Folding integer additions with operands of mixed bit widths

Open bjacob opened this issue 5 years ago • 1 comments

ARM NEON has pairwise-folding addition instructions where pairs of narrow (e.g. 8-bit) input lanes are added together and accumulated into wider (e.g. 16-bit) integer lanes. For example SADALP, SADDLP.

This is in addition to plain pairwise-folding additions with all operands of the same bit width, like SADDP.

An extreme case of such folding is the dot-product instructions (SDOT, See PR #127) where the folding addition is performed 4-fold.
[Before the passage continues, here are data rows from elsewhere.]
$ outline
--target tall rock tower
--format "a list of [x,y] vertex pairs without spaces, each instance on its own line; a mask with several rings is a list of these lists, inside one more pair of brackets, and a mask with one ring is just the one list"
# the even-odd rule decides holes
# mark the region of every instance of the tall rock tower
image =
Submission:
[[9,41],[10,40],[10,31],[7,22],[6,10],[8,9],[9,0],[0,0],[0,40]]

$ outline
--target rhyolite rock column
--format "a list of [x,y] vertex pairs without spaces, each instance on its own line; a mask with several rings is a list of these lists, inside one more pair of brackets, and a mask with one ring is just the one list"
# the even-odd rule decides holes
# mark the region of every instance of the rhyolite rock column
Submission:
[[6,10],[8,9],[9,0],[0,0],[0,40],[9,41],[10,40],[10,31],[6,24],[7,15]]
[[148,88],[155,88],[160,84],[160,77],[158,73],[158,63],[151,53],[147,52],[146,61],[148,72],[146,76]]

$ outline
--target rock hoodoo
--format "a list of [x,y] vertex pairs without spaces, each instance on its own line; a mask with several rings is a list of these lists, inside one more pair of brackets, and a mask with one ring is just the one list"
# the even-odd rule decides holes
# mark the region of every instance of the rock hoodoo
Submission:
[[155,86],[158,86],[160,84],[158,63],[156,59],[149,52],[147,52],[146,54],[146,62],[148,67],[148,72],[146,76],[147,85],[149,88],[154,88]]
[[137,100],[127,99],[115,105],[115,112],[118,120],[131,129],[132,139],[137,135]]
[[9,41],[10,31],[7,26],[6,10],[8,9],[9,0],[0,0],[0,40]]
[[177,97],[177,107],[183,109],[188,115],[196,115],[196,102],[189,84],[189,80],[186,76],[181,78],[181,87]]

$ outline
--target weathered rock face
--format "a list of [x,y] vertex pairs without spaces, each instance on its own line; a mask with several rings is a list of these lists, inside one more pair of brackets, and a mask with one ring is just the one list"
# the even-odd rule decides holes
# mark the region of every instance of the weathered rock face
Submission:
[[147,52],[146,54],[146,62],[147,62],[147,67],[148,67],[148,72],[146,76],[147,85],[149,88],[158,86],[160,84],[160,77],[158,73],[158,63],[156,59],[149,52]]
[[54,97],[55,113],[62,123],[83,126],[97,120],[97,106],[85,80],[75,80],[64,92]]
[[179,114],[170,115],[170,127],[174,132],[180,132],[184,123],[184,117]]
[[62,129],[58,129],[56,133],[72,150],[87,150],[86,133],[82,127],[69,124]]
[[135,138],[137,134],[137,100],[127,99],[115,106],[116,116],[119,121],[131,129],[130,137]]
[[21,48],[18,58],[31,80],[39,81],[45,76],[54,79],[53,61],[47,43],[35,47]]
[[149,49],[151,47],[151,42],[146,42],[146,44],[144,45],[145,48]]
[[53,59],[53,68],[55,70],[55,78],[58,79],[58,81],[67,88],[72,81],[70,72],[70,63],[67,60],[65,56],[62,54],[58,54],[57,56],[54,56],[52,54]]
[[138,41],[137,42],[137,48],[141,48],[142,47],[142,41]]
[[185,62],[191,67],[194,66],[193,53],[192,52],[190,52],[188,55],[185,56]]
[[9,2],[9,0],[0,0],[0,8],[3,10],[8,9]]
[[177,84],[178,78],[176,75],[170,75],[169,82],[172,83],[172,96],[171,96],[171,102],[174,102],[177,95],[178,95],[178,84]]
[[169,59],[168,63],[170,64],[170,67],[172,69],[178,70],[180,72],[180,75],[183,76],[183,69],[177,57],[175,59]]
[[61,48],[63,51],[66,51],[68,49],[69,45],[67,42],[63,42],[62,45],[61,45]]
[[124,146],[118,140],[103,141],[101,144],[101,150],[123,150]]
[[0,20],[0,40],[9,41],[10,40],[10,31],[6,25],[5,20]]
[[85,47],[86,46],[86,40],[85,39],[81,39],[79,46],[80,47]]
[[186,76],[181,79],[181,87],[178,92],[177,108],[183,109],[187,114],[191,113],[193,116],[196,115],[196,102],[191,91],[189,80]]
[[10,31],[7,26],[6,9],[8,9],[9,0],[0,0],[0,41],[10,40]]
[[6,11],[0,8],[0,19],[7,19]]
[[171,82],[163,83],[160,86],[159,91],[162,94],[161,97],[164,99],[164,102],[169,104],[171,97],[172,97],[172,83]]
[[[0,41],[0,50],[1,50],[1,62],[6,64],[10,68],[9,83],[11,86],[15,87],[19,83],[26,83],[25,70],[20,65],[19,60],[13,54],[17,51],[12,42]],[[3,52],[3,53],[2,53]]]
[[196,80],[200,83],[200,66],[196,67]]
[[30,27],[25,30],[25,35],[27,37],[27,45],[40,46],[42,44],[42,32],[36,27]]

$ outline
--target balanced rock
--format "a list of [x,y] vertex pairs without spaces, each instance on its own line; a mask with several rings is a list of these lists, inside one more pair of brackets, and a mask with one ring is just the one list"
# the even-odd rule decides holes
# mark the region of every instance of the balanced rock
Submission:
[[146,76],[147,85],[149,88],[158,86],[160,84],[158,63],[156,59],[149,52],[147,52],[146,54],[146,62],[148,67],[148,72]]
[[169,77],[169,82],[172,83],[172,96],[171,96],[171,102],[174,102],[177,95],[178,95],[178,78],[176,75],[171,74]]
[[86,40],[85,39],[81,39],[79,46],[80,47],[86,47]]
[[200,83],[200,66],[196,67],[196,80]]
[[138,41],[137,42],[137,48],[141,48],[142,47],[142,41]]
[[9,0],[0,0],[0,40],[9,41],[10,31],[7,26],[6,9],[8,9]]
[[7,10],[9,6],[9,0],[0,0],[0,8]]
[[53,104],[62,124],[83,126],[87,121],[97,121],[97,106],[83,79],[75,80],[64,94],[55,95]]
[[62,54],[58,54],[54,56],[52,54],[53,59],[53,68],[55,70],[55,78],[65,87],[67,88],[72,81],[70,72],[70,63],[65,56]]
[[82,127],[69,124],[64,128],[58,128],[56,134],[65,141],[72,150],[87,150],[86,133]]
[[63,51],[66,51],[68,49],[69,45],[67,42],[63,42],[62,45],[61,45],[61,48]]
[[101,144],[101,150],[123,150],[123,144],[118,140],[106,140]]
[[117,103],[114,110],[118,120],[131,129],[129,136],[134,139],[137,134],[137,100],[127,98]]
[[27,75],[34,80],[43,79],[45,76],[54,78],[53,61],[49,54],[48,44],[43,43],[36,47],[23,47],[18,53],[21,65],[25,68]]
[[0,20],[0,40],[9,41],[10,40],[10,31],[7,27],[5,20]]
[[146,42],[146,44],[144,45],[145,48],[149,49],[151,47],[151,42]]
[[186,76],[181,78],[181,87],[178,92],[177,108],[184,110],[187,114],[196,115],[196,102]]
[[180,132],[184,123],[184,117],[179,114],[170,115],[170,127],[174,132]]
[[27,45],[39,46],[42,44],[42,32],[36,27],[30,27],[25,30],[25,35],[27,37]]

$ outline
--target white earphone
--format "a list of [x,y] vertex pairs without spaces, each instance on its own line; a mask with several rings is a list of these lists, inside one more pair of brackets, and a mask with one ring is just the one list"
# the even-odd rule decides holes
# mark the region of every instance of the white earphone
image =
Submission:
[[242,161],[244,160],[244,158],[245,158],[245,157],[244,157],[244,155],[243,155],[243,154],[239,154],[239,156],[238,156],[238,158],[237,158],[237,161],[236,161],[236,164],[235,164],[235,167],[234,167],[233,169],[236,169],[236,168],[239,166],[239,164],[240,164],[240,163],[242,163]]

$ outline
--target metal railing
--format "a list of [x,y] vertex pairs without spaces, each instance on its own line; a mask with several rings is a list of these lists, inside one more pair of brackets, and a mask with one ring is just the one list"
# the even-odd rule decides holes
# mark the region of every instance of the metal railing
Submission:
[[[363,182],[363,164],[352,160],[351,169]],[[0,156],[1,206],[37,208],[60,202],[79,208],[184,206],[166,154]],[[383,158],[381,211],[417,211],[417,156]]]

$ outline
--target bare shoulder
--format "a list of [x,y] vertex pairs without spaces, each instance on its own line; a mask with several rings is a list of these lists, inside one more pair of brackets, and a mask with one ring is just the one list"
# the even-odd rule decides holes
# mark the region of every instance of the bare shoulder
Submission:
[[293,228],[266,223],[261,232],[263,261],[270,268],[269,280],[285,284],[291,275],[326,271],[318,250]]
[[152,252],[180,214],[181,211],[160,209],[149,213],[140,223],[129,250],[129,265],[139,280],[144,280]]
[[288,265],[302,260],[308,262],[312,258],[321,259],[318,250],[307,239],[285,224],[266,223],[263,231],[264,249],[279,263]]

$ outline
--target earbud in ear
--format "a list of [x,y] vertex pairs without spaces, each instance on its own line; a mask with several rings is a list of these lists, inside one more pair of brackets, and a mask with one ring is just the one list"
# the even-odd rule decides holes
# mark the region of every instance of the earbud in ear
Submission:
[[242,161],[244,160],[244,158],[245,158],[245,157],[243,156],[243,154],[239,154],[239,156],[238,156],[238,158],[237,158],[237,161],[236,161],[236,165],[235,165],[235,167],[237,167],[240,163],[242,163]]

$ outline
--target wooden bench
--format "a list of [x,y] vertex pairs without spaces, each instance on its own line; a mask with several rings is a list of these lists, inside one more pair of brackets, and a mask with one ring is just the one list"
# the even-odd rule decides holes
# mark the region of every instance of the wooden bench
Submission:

When one of the source operands has all lanes set to 1's, this acts as a 4-fold addition of 8bit values into 32bit accumulators.

This combination of folding behavior and mixing different bit widths allows to maximize the number of scalar operations done per instruction.

This is very widely used in any integer arithmetic application. For example in matrix multiplication kernels using plain NEON without SDOT, based on the idea of multiplying 8bit input values into 16bit local products (see Issue #226), then pairwise-folding those 16bit products into 32bit accumulators: https://github.com/google/ruy/blob/808ff748e0c7dc746a413fe45fa022d63e6253e8/ruy/kernel_arm64.cc#L1233

May 12 '20 18:05 bjacob

This is particularly covered by Extended Pairwise Addition instructions (#380)

Jan 14 '21 21:01 Maratyszcza